Why this weird biological reversal in Tantra? Ellis argues that it is the very disgust reaction itself that elicits the most intense fear of death, because disgust is an emotion that prevents our bodies from being compromised. But our bodies wouldn’t need such protection if theyweren’t going to die. Therefore, disgust is, quite literally, a visceral reminder of our own mortality. And there’s hard research to back up this claim: research subjects who have been shown disgusting pictures report more thoughts of death than subjects who have viewed innocuous images (see here for more).
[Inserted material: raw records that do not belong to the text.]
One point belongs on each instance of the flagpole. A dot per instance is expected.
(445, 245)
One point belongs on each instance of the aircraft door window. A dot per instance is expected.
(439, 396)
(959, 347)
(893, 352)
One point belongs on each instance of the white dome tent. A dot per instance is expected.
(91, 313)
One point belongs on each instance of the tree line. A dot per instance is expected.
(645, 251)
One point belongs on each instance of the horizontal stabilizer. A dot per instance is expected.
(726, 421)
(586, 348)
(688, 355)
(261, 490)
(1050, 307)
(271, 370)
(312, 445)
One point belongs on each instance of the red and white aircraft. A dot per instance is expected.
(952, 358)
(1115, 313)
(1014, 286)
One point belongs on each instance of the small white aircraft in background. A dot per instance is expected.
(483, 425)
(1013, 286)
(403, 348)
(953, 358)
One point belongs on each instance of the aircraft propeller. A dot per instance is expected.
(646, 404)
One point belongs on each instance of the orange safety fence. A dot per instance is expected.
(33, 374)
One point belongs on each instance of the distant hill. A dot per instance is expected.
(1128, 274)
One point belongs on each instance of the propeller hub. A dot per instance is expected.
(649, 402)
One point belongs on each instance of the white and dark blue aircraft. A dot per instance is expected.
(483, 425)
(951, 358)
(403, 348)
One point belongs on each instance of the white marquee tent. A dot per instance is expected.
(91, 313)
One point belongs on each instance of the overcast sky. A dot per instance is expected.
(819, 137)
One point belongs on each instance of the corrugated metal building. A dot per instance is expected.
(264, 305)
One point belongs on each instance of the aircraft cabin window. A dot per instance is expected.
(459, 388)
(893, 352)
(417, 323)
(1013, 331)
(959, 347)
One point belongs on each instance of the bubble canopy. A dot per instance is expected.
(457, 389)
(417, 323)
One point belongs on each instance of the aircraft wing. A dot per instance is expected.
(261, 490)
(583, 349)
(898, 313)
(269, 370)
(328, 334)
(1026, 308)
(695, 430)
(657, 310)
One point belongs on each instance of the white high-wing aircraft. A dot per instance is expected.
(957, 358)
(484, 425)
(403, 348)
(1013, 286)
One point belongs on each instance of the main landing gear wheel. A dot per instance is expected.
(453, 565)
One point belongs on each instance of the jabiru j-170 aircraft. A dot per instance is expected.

Tantra, therefore, is an anti-disgust program. The most horrifying of Tantric practices actively rebel against biological reality. Our biological nature compels us to stay safe and healthy, and produce healthy offspring. Tantra forces practitioners to do exactly the opposite. But since it’s biological reality that perpetually keeps reminding us we’re going to die, by rebelling against that reality Tantric practitioners are also rebelling against death. According to Ellis, this is the Tantric victory: by refusing to obey biology’s rules for life, Tantra practitioners are asserting that they don’t need to obey biology’s rules for death, either. It’s a whole-package thing.

Of course, this is all symbolic. But rigorous psychological research into the fear of death, often described in terms of “terror management theory,” provides evidence that these psychological processes are actually important drivers of human behavior. If disgust reminds us of our mortality and predicts fearful, protective behavior, then Tantra’s defiance of disgust is a powerful claim that we can overcome that mortality. Whether that claim is correct or not, it’s a striking example of the lengths humans will go to confound death, and the tools religions offer us to help our quest.